Siamo esseri in continuo fermento di idee, alla ricerca di originali sperimentazioni che donino senso all’eloquenza delle nostre forme. Tra venature sinuose ed essenziali geometrie, custodiamo intimi snodi poetici, ricercando identità libere di sagome dialoganti, giocando tra pieni e vuoti di sensibilità percettive. Siamo narrazioni che informano l’immaginazione, indagano oltre il visibile, ove la leggerezza evocativa dei corpi, si ricollega ad arcane e universali memorie affettive. Punto di forza è il non cercare risposte sempre fuori di sé, perché impedisce a volte, di cogliere la magia della vita, il silenzio, l’imparare ad amarci. Quanto esiste ha il suo valore, le gioie come le battaglie. Siamo domande e risposte, nella libertà di scegliere e di trasformare, nell’essere dighe di acque controcorrente, nel ricrearci e realizzarci. È impossibile non crescere, anche in balìa di barometri inaffidabili, nelle situazioni critiche, quanto nelle opportunità.
La vita accade nel suo continuo divenire, verso destinazioni che non sempre sono esclusivamente nell’andare, ma anche nell’imparare ad appartenere a quel presente che merita di essere vissuto.


Agire con gratuità di qualità affettive è disegnare tracce d’intimità profonda. C’è chi riesce a guardarci dentro e catturare minuziosamente ogni stato d’animo, come fiori tra deserti, fessure tra soglie segrete, nuda umiltà, brezza gentile di una carezza.
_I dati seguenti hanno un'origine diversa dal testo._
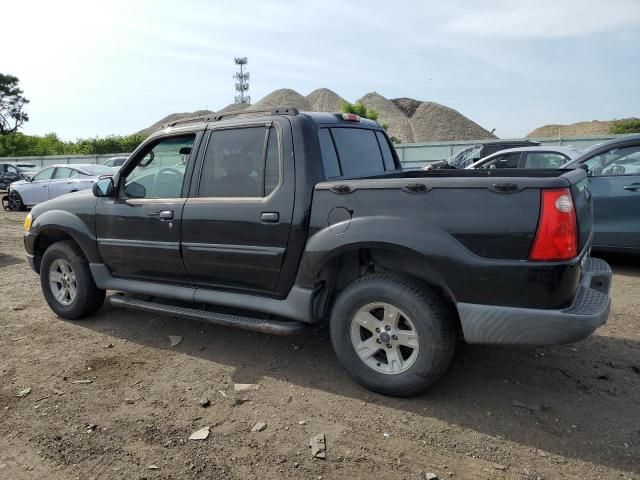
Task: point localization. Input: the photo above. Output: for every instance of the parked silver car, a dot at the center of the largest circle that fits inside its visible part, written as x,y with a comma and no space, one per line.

Alcuni hanno la straordinaria capacità di leggere la nostra storia, incisa con inchiostro indelebile o evanescente come pagine di una seconda pelle, in un tempo donato tra parole scolpite, sorrisi oltre crepe, abiti tessuti con dedizione e meraviglia.
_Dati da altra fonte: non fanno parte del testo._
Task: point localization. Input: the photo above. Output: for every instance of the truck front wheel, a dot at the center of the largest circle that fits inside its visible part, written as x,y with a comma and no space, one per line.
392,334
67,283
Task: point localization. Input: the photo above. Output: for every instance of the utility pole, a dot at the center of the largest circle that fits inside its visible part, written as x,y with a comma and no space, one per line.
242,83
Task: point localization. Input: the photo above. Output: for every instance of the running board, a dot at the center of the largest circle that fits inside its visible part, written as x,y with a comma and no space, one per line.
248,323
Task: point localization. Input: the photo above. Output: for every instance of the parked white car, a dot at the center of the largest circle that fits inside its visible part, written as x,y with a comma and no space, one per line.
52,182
Le parole hanno il potere di sigillare la saggezza di contenere tutto o nulla, come battiti d’ali, intense carezze o colme risate, che svelano il non detto e lasciano spazio anche al silenzio. Le parole hanno la presunzione di cadere in un momento preciso o vagare nel mezzo di un discorso caotico. Non esiste nessun manuale o decalogo per arrivare a tutti nel medesimo modo e con la medesima intensità. Non giriamo con cartelli con sopra scritto “comprendimi” o “lascia che io ascolti” ma possiamo ritagliarci uno spazio che sia nostro, essere inchiostro indelebile con cui scrivere storie intrise di emozioni autentiche e sorridere imparando a non prenderci sempre troppo sul serio.